Sem dúvida, um pintor

Por Sandra Vieira Jürgens


Revista L+ Artes n.º20, Janeiro 2006


Arlindo Silva é pintor. É certo que o uso da expressão "pintor" poderá considerar-se um anacronismo, sobretudo atendendo ao facto de a pintura ter estado durante longos anos separada da arte contemporânea. Com efeito, na década de 90, o vídeo e a fotografia obtiveram maior visibilidade e tenderam a monopoli­zar a cena artística. Ainda hoje, num momento em que assisti­mos ao ressurgimento do interesse pela pintura, o termo pode­rá considerar-se desajustado por não corresponder às condições de uma prática pictórica que se quer renovada, dinâmica, expan­dida, híbrida, ou seja, em diálogo com outras linguagens mais associadas à contemporaneidade artística.
Todavia, reafirmo: Arlindo Silva é um pintor. Começou a expor colectivamente em 2000 e, desde essa altura, oseu percurso tem sido reconhecido, independentemente do movimento de "ressurgimento da pintura". O seu trabalho não corresponde aos gestos mais convencionais da linguagem pictórica nem aos estilos da pintura in contemporânea, largamente agenciados em catálogos de exposições, mas também nos vários livros que con­tribuíram para definir e legitimar a situação actual deste género artístico.
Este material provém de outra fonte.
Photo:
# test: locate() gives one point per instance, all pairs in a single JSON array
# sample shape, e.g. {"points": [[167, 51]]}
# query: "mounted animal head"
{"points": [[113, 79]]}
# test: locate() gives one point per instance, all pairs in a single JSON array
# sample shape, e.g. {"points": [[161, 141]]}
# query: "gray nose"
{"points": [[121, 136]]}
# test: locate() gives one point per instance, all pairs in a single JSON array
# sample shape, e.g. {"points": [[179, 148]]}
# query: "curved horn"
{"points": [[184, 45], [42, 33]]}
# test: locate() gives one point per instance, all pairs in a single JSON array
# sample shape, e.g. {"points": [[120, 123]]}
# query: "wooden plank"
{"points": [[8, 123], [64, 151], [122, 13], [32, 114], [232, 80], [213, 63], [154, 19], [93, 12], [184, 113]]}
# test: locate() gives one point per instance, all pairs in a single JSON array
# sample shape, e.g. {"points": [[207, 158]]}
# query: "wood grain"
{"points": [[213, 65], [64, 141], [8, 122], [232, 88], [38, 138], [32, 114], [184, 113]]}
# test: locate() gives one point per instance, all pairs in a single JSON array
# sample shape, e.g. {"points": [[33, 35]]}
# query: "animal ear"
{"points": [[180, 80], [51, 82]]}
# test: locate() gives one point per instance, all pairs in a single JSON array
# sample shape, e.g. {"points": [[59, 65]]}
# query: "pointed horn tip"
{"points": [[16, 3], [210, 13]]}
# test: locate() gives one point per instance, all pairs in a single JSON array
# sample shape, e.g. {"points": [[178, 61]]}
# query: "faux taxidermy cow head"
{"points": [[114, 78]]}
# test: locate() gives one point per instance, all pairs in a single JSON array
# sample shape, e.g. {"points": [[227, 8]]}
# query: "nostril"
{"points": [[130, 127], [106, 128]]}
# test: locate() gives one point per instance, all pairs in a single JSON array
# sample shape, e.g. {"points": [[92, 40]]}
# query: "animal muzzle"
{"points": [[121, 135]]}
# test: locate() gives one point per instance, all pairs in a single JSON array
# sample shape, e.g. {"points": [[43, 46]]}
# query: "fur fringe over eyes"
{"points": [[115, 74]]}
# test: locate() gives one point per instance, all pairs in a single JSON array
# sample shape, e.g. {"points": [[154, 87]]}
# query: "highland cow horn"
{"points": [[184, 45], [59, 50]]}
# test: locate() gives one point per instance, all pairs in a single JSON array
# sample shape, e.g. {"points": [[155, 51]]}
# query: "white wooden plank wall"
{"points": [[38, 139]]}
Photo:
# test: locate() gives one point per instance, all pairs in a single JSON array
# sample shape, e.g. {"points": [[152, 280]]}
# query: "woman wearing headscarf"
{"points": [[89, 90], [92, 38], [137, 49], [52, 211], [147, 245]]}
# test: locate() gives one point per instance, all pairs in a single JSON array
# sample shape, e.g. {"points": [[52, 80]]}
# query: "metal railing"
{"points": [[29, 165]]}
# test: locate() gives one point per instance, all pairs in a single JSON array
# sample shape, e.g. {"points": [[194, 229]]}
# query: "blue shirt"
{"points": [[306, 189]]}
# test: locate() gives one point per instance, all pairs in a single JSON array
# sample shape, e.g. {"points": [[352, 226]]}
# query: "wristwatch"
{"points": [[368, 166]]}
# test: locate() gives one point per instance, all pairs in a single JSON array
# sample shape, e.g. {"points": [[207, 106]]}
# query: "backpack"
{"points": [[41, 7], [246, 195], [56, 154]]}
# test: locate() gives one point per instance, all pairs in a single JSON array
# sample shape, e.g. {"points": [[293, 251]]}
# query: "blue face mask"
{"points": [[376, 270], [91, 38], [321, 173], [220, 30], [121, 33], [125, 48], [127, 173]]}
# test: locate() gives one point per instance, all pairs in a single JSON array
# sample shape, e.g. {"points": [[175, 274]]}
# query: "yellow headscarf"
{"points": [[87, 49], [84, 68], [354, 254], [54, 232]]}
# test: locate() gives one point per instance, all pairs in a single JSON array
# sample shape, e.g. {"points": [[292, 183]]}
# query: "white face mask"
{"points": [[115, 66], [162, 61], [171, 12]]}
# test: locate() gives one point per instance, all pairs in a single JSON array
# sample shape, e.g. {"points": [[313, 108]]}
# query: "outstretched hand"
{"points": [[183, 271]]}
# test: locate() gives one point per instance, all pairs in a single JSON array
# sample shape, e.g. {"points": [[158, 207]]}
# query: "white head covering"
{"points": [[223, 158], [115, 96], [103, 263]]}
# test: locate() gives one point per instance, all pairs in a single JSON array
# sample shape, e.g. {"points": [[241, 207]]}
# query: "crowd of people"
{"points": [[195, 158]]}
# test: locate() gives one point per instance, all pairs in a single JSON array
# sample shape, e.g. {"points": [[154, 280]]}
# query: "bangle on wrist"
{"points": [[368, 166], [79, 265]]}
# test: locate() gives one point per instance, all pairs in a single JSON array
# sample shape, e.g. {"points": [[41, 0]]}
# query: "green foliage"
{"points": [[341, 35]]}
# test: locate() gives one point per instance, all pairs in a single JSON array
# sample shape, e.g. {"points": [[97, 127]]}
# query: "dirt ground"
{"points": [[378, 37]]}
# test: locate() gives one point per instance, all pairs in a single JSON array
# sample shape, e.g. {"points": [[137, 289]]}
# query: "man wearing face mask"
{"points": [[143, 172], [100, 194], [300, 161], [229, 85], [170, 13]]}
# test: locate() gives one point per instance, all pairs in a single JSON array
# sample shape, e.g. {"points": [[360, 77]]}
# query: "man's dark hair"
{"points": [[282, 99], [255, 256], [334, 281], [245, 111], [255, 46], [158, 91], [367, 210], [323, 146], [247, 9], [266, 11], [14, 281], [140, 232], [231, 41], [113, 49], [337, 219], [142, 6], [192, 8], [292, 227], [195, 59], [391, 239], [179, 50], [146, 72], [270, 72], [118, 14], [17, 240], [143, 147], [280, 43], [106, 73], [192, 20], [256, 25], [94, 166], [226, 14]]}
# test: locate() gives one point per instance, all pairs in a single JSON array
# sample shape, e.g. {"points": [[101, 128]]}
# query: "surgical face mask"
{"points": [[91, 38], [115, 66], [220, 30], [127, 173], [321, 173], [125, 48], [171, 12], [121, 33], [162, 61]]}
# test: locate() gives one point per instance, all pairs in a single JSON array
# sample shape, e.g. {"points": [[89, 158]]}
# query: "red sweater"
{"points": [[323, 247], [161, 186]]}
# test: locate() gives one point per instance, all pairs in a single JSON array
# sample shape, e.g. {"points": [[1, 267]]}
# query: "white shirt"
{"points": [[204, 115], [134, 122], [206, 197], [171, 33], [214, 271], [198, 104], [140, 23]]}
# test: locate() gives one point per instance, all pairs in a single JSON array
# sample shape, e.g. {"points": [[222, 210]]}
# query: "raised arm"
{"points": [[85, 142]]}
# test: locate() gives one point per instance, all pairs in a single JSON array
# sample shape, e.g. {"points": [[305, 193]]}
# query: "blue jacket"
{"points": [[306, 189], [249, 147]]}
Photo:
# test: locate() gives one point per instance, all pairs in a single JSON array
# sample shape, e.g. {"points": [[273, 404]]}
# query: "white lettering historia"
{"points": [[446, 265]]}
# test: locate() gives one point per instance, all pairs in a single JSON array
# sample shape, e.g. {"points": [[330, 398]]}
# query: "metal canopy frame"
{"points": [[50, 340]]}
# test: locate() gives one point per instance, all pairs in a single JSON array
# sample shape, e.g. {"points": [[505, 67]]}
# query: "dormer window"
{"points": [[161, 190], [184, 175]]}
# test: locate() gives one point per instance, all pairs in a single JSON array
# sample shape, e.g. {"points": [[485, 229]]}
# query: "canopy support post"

A sua pintura não é abstracta, nem decorativa, não apresenta superfícies sedutoras, não explora as relações entre a pintura e as novas tecnologias, o design; nem sequer partilha as características das principais correntes da nova pintura figurati­va, das abordagens neoconceptuais, neokitsch, neo-bad painting... Concluindo, a sua obra é independente das modas do momento e da excitação que acompanha a emergência da novi­dade mais recente.
Num tempo em que vivemos fascinados pelo poder da ima­gem construída e de imagens de superfície, em que a beleza, a perfeição, a uniformidade regem a cultural visual, Arlindo Silva produz pinturas com significado, construindo um trabalho baseado na representação de estados do ser. Na sua mais recen­te série de pinturas, "Noites Bravas", apresentada no espaço Piso Zero da Galeria MCO, ele questiona a cultura do parecer, o processo de normalização dos comportamentos, estabelecendo um paradigma de actuação que valoriza a naturalidade e a autenticidade. O seu tema são os que lhe estão próximos, são os amigos, os momentos biográficos da vida privada, os interiores familiares que revisita através de imagens conhecidas, construin­do quadros vivos. Sendo um observador atento, transmite-nos uma experiência directa, baseada na relação que mantém com os modelos, e introduz-nos na realidade, na vida, comunicando um sentimento de cumplicidade que é o resultado de vivências afectivamente partilhadas entre o artista e o retratado. Revela comportamentos e gestos de interacção informal entre pessoas, primeiramente captados pela máquina fotográfica, transportando-nos para uma zona de contacto social privado. Podemos não conhecer aquelas pessoas, não testemunhámos as situações vivenciadas, já que pertencem ao património pessoal de memó­rias afectivas, todavia o seu registo vivo vem potenciar o envol­vimento e a empáfia do espectador. Entre os seus "retratos" humanos, não encontramos a representação de figuras históri­cas ou populares, com as suas poses oficiais, muito estudadas e cuidadas, tão só pessoas comuns, nos seus momentos lúdicos, próprios de "noites bravas", corpos e rostos expressivos, sem compostura. Daí a intensidade da sua pintura.